Jackie

Peace?

1. The Jeep Cherokee is the favoured drive of the Surrey stockbroking classes. The word, therefore, is familiar. Besides, what with the ubiquity of the 'Western', I simply assumed that most English speaking people would be able to tell that Cherokee, Apache, Commanche, Arapaho, Navajo et al were tribes of Native Americans. Your approach, however, was more cautious, and is to be lauded.

2. I posted about my forebears perhaps swinging the 'other' way (knowing full well that that is not-too-subtle code for homosexuality), but using it, in this case, to refer to the possible penchant some of my foremothers may have had for a 'bit of white on the side' (if you'll pardon the crude phraseology). Followed a sweet post explaining to me the code for gay which I thought, therefore, had missed out on the 'subtlety' of my post. (Irony, if explained, loses all its humour - I'm not going any further with this one...)

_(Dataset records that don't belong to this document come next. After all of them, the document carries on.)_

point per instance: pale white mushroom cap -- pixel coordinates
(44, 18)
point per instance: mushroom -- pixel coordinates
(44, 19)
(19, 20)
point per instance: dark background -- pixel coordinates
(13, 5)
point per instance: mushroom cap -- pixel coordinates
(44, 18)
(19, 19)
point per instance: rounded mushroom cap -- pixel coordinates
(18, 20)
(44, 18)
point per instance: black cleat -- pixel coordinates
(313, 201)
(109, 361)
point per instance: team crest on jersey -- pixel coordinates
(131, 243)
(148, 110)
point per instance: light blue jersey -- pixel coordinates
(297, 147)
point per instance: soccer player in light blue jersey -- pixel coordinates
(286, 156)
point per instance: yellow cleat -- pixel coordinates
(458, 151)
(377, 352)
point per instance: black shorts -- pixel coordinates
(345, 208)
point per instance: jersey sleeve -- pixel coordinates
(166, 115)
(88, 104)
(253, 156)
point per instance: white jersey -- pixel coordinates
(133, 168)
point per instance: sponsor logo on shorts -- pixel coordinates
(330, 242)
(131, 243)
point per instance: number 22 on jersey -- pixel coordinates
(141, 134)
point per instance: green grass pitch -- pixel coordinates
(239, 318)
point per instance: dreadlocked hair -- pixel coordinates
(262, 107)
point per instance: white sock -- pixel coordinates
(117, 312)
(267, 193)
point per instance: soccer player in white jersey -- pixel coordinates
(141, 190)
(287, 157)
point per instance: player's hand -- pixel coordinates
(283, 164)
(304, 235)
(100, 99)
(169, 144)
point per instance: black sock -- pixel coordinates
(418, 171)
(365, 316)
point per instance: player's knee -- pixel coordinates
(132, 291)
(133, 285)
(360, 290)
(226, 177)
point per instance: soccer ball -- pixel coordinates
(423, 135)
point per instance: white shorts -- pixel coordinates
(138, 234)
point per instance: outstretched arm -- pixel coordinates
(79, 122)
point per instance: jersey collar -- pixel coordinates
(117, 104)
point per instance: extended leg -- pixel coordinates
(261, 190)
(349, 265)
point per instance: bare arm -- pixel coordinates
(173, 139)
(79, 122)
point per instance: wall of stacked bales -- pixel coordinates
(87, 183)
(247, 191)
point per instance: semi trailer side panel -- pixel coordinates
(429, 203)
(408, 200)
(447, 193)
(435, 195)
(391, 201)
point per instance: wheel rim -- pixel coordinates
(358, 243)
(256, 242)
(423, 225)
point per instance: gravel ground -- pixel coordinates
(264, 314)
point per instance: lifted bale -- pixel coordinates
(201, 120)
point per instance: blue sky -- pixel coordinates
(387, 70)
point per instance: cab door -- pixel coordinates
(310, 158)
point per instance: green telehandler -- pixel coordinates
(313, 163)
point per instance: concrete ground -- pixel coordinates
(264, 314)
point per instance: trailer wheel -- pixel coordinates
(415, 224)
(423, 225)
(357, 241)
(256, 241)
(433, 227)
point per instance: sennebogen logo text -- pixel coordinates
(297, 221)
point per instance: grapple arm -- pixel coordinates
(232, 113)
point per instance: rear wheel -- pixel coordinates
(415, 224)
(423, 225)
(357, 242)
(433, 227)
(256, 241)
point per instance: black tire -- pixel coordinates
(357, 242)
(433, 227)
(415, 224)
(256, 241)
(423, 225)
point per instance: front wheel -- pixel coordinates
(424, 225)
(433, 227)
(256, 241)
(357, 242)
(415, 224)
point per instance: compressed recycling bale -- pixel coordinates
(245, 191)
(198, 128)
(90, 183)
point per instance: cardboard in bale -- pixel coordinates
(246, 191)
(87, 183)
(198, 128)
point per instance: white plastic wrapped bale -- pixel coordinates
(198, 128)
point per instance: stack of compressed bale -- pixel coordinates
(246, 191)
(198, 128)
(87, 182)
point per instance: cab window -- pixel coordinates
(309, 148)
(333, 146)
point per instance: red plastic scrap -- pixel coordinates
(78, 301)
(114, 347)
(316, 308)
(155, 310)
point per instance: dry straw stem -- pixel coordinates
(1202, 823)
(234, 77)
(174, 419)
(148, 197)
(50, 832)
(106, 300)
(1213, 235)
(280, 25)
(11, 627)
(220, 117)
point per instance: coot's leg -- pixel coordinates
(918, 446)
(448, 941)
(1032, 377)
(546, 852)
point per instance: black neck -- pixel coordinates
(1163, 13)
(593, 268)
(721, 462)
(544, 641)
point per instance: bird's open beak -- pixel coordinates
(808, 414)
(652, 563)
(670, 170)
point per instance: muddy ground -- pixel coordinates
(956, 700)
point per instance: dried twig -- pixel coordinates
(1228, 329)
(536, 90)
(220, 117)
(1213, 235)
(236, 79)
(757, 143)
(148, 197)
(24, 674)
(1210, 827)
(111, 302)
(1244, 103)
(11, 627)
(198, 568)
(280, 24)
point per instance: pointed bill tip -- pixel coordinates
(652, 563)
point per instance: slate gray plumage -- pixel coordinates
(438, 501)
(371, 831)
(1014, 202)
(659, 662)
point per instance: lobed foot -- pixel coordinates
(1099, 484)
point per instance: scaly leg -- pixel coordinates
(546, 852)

3. Magister Ludi, also called The Glass Bead Game is a book by Herman Hesse (perhaps more famously the author of Siddhartha, a university favourite in the '60s and '70s), considered by some of his fans to be his best. Hesse won the Nobel Prize for Literature early in the 20th Century, and is a relatively well-regarded German, mildly mystical, author. (Or was he Swiss? Damn these dying neurons...) The other names etc refer purely to the invention that Shona and I were swapping regarding possible 'just so stories' as to the origins of games (and the common origin theory, that Shona expounded). For the full flavour of meaning that 'just so stories' now has, you have to be familiar not just with Kipling's originals ("How the camel got his hump", "How the elephant got his trunk" etc) but with Stephen Jay Gould's castigation of the 'adaptationist programme' in evolutionary biology as just so many 'just so stories': Gould, SJ & Lewontin RC, 1979. 'The spandrels of San Marco and the Panglossian program: A critique of the adaptationist programme.' Proceedings of the Royal Society of London, 205, 281-288, and various Gould books thereafter.